An interesting article I read recently, somewhat tangentially related to L&L.
Large language models (LLMs) have shown exceptional performance on a variety of natural language tasks. Yet, their capabilities for HTML understanding – i.e., parsing the raw HTML of a webpage, with applications to automation of web-based tasks, crawling, and browser-assisted retrieval – have not been fully explored.
We contribute HTML understanding models (fine-tuned LLMs) and an in-depth analysis of their capabilities under three tasks: (i) Semantic Classification of HTML elements, (ii) Description Generation for HTML inputs, and (iii) Autonomous Web Navigation of HTML pages.

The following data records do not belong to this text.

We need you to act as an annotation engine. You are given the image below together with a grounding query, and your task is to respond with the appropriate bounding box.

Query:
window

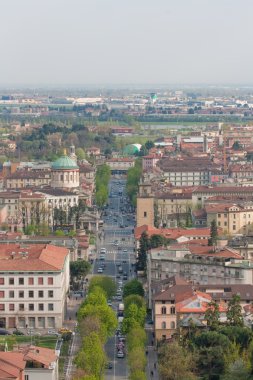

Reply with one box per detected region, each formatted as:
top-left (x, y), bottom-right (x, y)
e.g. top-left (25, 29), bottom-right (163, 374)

top-left (28, 303), bottom-right (34, 311)
top-left (170, 321), bottom-right (176, 329)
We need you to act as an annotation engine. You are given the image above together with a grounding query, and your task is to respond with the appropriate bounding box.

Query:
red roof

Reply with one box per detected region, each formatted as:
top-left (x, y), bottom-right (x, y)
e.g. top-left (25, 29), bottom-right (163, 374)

top-left (0, 242), bottom-right (69, 271)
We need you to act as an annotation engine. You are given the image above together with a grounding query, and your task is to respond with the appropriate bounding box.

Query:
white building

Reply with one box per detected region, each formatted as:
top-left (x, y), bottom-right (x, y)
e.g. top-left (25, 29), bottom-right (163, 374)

top-left (0, 243), bottom-right (69, 329)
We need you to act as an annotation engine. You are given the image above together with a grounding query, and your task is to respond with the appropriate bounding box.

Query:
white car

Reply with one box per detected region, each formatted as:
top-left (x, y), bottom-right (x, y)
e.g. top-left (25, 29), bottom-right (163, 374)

top-left (47, 330), bottom-right (61, 336)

…Out of the LLMs we evaluate, we show evidence that T5-based models are ideal due to their bidirectional encoder-decoder architecture. To promote further research on LLMs for HTML understanding, we create and open-source a large-scale HTML dataset distilled and auto-labeled from CommonCrawl.

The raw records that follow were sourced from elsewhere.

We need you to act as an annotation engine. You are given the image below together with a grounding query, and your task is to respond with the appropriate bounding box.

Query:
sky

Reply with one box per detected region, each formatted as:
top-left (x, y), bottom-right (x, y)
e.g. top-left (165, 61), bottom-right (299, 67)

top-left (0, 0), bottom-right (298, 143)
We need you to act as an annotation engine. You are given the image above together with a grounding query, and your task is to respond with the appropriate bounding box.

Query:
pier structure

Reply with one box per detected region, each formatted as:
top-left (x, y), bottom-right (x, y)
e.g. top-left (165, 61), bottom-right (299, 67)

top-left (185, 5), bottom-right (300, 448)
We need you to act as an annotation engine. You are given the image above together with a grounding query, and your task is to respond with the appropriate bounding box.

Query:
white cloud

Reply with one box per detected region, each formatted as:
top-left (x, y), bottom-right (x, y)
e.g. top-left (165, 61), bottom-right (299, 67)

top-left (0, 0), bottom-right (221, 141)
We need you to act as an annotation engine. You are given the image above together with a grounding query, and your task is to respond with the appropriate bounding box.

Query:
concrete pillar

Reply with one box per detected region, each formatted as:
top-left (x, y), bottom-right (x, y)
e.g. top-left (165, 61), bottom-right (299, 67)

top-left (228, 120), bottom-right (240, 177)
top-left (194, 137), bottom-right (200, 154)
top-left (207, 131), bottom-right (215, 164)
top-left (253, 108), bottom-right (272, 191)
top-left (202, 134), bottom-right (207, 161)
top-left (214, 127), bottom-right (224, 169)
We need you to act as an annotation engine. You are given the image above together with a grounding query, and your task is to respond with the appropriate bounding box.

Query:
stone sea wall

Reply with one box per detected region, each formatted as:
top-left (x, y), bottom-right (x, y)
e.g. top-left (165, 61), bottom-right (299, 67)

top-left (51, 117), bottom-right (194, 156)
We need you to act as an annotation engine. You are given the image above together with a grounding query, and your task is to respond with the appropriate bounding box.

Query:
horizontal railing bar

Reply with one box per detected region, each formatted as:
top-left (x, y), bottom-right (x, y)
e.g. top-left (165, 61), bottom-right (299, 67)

This is more about HTML reading comprehension. For our interests, I suppose we would want the opposite, for it to generate HTML templates from human language input.

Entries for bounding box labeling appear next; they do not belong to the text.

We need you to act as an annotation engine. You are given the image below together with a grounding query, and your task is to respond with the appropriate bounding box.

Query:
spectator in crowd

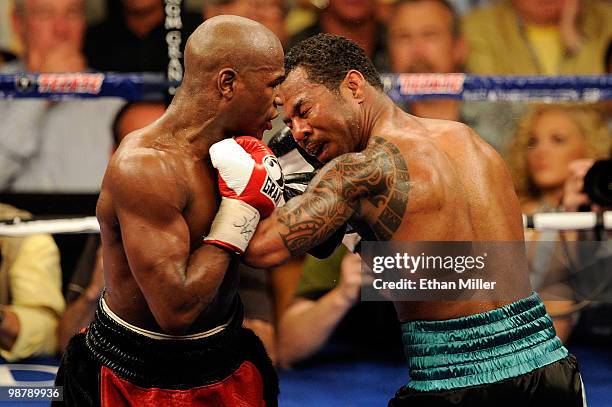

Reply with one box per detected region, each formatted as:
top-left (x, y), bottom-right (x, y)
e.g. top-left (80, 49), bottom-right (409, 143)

top-left (289, 0), bottom-right (387, 72)
top-left (508, 104), bottom-right (610, 214)
top-left (58, 102), bottom-right (276, 361)
top-left (562, 158), bottom-right (612, 347)
top-left (464, 0), bottom-right (612, 75)
top-left (85, 0), bottom-right (202, 72)
top-left (387, 0), bottom-right (522, 150)
top-left (0, 0), bottom-right (121, 192)
top-left (202, 0), bottom-right (289, 46)
top-left (508, 105), bottom-right (611, 341)
top-left (278, 246), bottom-right (403, 367)
top-left (0, 203), bottom-right (64, 362)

In general, I imagine it will become common to “write code” and develop websites by having a chat with an AI assistant and describing the result we want. But I wonder if such a conversational interface, by text or voice, is any faster or more intuitive than typing code on a keyboard, or “writing code” by GUI, through visual interface and interaction.
It could be that the best way is to integrate them into a multi-modal interface, so people who are more verbal thinkers can build a website by talking to it; visual thinkers can use mouse, touch, pen, to draw websites into existence; and programmers can write them as good ol’ code.
Speaking of GUI, I learned about structure/projectional editors, which sounded like a suitable design for a visual builder for L&L templates.
A structure editor is any document editor that is cognizant of the document’s underlying structure.
Structure editors can be used to edit hierarchical or marked up text, computer programs, diagrams, chemical formulas, and any other type of content with clear and well-defined structure. In contrast, a text editor is any document editor used for editing plain text files.
The Gutenberg block editor fits this description, but it’s too high level of an abstraction for L&L templates - we need more granularity and detail, to be able to edit every tag and attribute.
A projectional editor allows the user to edit the abstract syntax tree (AST) representation of code in an efficient way.
It can mimic the behavior of a textual editor for textual notations, a diagram editor for graphical languages, a tabular editor for editing tables and so on. The user interacts with the code through intuitive on-screen visuals which they can even switch between for multiple displays of the same code.
There’s a direct mapping between the textual and visual representations of code, and these editor modes provide different views into the same data structure.
we create and open-source a large-scale HTML dataset distilled and auto-labeled from CommonCrawl
Curious about this dataset mentioned in the article. Maybe we can use it to stress test and optimize L&L’s HTML parser. (CommonCrawl is an open repository of web crawl data.) Couldn’t find any links in the paper, but I did find discussion about it on GitHub - will keep an eye on it.